The Future of Data Engineering

What would happen after SQL is no more.

Dima

Published in

Live Long and Prosper

3 min readApr 11, 2014

I believe SQL would:

Exist in 5 years,
Exist as legacy in 10 years, and
Go extinct in 15 years.

What would replace it?

The language that is designed to be pre-optimized for real-time querying.

Say, we want a rolling counter of the visitors of certain page in the past one hour.

On a high level, it’s one SQL query:

SELECT COUNT WHERE TIMESTAMP > CUTOFF

One may well live with such an implementation for the first prototype.

Going deeper, this design, obviously, doesn’t scale. An expiring, bucketing- or sliding-window-based algorithm is the way to go.

It would soon become clear that the latter and the former can and should be implemented in the same language.

In other words, the language would be implemented and popularized, where a syntax as simple as the above SELECT would internally get “compiled” into a sliding-window-based algorithm.

What language would it be?

I’d bet for a clean, lazily evaluatable one, like Haskell.

LINQ and its clones would do.

Syntax-wise, http://rethinkdb.com/ is making it look neat.

As a conceptual change, the set of queries to run efficiently would become part of DB “schema”.
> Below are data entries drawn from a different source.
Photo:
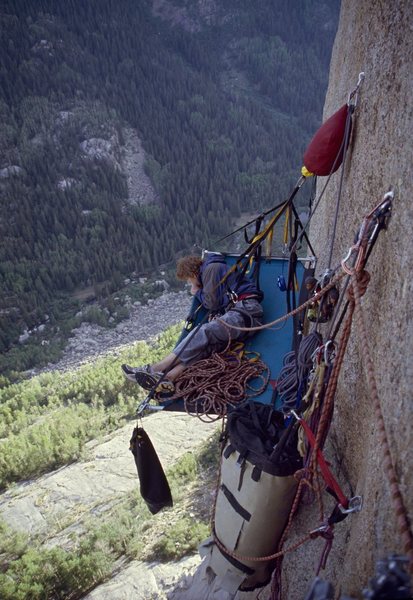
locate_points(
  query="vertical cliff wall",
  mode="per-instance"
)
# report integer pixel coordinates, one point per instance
(376, 38)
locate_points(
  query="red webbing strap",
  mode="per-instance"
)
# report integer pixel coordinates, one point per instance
(324, 468)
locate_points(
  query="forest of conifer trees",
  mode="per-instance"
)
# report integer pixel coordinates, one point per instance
(223, 111)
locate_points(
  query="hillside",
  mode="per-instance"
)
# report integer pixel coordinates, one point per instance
(132, 130)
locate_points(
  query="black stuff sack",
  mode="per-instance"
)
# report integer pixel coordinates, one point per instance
(154, 487)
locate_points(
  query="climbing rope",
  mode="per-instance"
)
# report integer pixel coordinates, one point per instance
(223, 380)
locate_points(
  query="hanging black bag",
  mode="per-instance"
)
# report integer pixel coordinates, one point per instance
(154, 487)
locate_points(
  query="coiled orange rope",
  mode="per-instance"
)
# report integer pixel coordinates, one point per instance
(213, 384)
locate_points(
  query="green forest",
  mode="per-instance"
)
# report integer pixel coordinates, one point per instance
(45, 424)
(224, 108)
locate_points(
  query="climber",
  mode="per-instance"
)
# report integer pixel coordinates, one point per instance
(231, 296)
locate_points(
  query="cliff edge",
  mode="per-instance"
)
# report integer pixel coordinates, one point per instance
(377, 39)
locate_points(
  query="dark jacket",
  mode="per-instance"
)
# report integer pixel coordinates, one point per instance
(214, 293)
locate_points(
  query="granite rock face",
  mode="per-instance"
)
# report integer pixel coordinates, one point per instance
(377, 39)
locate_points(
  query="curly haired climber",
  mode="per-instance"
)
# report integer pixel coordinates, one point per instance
(236, 299)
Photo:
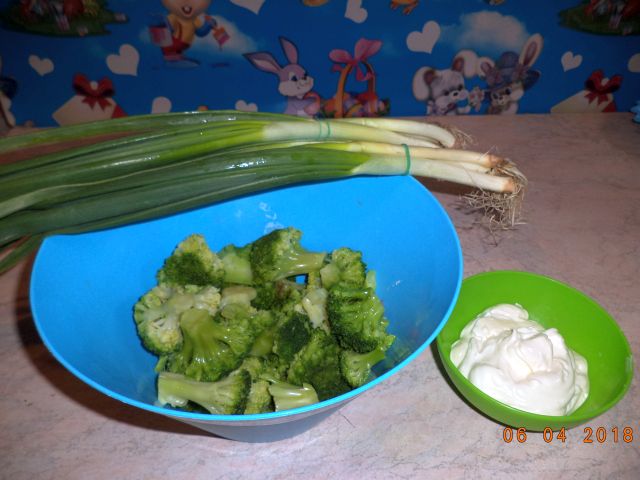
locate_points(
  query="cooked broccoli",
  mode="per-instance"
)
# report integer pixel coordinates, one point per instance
(345, 266)
(314, 304)
(282, 295)
(192, 263)
(237, 264)
(287, 396)
(237, 294)
(279, 255)
(203, 356)
(356, 367)
(356, 317)
(260, 399)
(268, 326)
(157, 314)
(291, 334)
(227, 396)
(318, 363)
(239, 325)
They would have to be either known beforehand, or would take some time to “propagate” — i.e., to replay existing data against the algorithms that maintain efficient internal data structures.

Of course, while prototyping, one could run any query in “interactive mode”. This makes it no different from common MapReduce frameworks — except it is implemented in a language that enables the prototype code to be production-ready once proved feasible.

The jobs of DBA-s and DB SRE-s would change.

Their daily work would be to keep the cluster running both production and sandbox databases in parallel.

Their jobs would be to keep the production database sane and holding the load with under-single-digit millisecond latency, while making sure that the developers can run their “slow” queries against the data that is either reflecting the live site, or, at least, not too far behind.

One could work on snapshots as well — for faster results, which are repeatable.

SRE-s and DBA-s would be the people in charge when it comes to approving certain new real-time “query” to enter the “schema”. Since each new query might potentially require non-trivial data structures added internally, reviewing them to ensure that disk-, memory- and network profiles don’t get bloated would be the major part of the job of those new generation SRE-s and DBA-s.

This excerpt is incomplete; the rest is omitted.